Sem resposta, o homem apenas desviou o olhar. Aimee saiu cambaleando pelo corredor com os olhos embaçados pelas lágrimas. Quando fez a curva no saguão, tudo aconteceu rápido demais: trombou com alguém.

— Desculpa, me desculpa! — ela soltou num soluço, mal percebendo com quem havia esbarrado.

— Ei, moça! Está tudo bem? Você está chorando, o que aconteceu? — a voz masculina foi firme, mas preocupada.

Aimee piscou algumas vezes para focalizar o homem à sua frente. Alto, cabelo levemente ondulado, olhos cinzentos intensos. Estava de terno, mas sem gravata, e carregava uma pasta de couro.

— Eu, vim tentar um empréstimo para pagar a cirurgia da minha mãe. Ela trabalha aqui há mais de vinte anos. Ela está com câncer, e eu não consigo ajuda em lugar nenhum — desabou, fungando. — O diretor do financeiro disse que não pode fazer nada, que tem que passar por análise. Eu implorei. Mas ele disse que são normas.

O homem franziu o cenho, tocou de leve no ombro dela.

— Vem comigo.

— O senhor vai me levar de volta? — ela sussurrou, sem entender.

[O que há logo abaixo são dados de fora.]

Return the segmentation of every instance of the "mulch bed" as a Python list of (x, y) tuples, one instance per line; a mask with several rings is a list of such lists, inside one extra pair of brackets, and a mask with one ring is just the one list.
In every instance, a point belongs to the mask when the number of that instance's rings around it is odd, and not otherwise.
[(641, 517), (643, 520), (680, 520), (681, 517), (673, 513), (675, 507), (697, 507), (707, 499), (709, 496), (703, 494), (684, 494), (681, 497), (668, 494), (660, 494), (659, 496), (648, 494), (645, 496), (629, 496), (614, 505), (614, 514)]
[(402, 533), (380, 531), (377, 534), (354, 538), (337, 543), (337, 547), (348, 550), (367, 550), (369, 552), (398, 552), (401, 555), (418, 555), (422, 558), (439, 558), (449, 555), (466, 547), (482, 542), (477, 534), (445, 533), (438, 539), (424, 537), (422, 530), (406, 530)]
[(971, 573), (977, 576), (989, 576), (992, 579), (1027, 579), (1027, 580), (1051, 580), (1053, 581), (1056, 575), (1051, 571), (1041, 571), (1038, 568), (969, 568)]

— Exatamente. Vamos resolver isso agora.

Ele abriu a porta do financeiro e entrou como um raio.

— Clifford.

O homem atrás da mesa arregalou os olhos ao vê-lo.

— Senhor Trovatto!

Aimee travou. Trovatto?

— Qual o motivo de não ter liberado o pedido da filha da Mercedez?

— Senhor, ela não é funcionária, precisa passar por avaliação...

— Normas da empresa são válidas para novatos. A mãe dela está aqui há duas décadas. Isso é suficiente para liberar, sem autorização do CEO.

— Mas senhor, eu...

— Ou você libera esse cheque agora, ou está demitido.

O silêncio que caiu na sala parecia pesar toneladas.

Clifford suava frio enquanto preparava os papéis. Aimee tremia, sem acreditar.

Em minutos, os documentos estavam prontos. Ela assinou ainda com os olhos marejados. Clifford lhe estendeu um envelope com o cheque e a liberação formalizada.

— Aqui, senhorita.

— Obrigada... obrigada...

Etienne olhou para ela e disse com gentileza:

— Vá cuidar da sua mãe.

— Mas quem é o senhor? — perguntou, ofegante.

— Eu sou o dono da empresa. Etienne Trovato Noruando.

Ela levou a mão à boca.

— Deus seja louvado! O senhor... Deus colocou o senhor no meu caminho. Eu nem sei como agradecer...

— Amanhã. Neste mesmo horário. Eu quero você aqui. Vá cuidar da sua mãe, e depois venha falar comigo.

— Sim, senhor muito obrigada!

Ela saiu do setor com os olhos lavados em gratidão.